Oct 09, 2004 10:47
On the Uses of Philosophy
There is a pleasure in philosophy that every student feels until the necessities of physical existence drag him from the heights of thought into the mart of economic strife and gain.
We strive with the chaos about us and within; but we would believe all the while that there is something vital and significant in us, could we but decipher our own souls. We want to understand.
We want to seize the value and perspective of passing things, and so pull ourselves up out of the maelstrom of daily circumstance.
We want to learn to laugh in the face of the inevitable, to smile even at the looming of death.
"To be a philosopher is not merely to have subtle thoughts, nor even to found a school, but so to love wisdom as to live, according to its dictates, a life of simplicity, independence, magnanimity, and trust."
~Thoreau
"Seek ye first the good things of the mind and the rest will either be supplied or its loss will not be felt."
~Francis Bacon
Every science begins as philosophy and ends as art.
Philosophy is a hypothetical interpretation of the unknown.
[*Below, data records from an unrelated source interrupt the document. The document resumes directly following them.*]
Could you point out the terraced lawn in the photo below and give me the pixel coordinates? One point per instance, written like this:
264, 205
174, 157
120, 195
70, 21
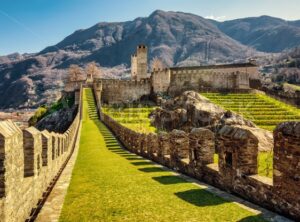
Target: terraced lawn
135, 118
110, 184
263, 110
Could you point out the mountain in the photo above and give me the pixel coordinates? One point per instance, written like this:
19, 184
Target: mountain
175, 37
265, 33
178, 38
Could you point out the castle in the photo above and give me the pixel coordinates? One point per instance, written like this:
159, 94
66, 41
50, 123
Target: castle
31, 161
174, 80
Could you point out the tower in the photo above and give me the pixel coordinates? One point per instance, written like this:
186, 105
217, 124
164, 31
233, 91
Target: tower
139, 63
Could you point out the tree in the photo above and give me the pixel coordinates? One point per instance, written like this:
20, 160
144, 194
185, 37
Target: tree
156, 63
75, 73
93, 70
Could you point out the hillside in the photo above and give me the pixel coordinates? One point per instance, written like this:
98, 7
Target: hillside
265, 33
178, 38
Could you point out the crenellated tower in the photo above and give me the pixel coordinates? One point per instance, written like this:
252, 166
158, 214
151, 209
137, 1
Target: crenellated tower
139, 63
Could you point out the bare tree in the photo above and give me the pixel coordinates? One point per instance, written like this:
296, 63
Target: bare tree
156, 63
93, 70
75, 73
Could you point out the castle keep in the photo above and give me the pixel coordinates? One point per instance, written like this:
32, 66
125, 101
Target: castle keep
174, 80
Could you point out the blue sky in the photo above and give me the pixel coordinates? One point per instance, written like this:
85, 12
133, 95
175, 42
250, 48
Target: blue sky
31, 25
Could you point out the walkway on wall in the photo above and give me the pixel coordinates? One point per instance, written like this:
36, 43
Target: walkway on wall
111, 184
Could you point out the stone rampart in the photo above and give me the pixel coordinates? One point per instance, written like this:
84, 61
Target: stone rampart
29, 162
116, 91
236, 170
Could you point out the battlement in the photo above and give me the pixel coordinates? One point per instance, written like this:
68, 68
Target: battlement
116, 91
29, 161
139, 63
236, 170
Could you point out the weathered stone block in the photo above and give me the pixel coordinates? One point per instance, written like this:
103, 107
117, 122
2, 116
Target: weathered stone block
202, 146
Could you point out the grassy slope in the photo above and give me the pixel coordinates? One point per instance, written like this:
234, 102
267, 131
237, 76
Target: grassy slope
109, 184
263, 110
134, 118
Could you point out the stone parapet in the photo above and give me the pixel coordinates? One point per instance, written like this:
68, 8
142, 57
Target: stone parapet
29, 162
236, 170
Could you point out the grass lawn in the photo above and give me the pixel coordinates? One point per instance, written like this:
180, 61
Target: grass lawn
135, 118
263, 110
292, 86
110, 184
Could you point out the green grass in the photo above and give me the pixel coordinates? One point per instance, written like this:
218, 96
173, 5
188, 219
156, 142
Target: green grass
265, 164
110, 184
292, 86
262, 110
136, 118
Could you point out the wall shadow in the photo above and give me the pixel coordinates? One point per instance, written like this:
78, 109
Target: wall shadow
134, 158
152, 169
255, 218
200, 198
168, 180
144, 163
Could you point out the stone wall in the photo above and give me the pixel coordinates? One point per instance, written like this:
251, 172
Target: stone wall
160, 80
223, 77
29, 161
236, 170
123, 91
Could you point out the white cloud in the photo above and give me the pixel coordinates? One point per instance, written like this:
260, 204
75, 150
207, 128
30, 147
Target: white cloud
217, 18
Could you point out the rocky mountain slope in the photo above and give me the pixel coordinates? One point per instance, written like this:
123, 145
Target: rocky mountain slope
178, 38
265, 33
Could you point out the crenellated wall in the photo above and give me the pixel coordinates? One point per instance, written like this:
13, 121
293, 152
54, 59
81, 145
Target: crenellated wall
116, 91
219, 77
236, 171
29, 162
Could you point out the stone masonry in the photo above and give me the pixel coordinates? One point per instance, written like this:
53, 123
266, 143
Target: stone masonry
236, 172
29, 161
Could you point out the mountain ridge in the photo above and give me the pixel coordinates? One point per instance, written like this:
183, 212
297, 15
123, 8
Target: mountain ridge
178, 38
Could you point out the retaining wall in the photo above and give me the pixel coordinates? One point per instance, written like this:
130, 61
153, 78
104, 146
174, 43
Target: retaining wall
236, 171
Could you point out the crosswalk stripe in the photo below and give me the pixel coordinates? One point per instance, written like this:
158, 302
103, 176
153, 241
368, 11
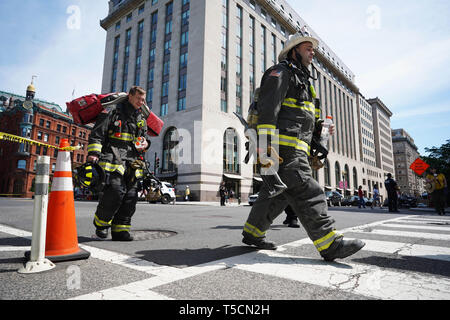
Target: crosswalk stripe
390, 225
427, 220
367, 280
399, 233
356, 278
407, 249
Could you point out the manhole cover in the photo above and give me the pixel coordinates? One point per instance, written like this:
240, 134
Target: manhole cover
141, 235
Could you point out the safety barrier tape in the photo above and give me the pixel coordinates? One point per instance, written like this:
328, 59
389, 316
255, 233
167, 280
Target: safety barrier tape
13, 138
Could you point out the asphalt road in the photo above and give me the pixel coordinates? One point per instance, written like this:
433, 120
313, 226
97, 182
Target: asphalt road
194, 252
It is the front trench in the seize of truth. Science is the captured territory.
Philosophy is not content to describe facts; it wishes to ascertain relations to experience in general; to get to meaning and worth.
To observe process and construct means is science; to criticize and coordinate ends is philosophy.
A fact is nothing except in relation to desire; it is incomplete except in relation to a purpose and a whole.
Science without philosophy, facts without perspective, cannot save us from havoc and despair.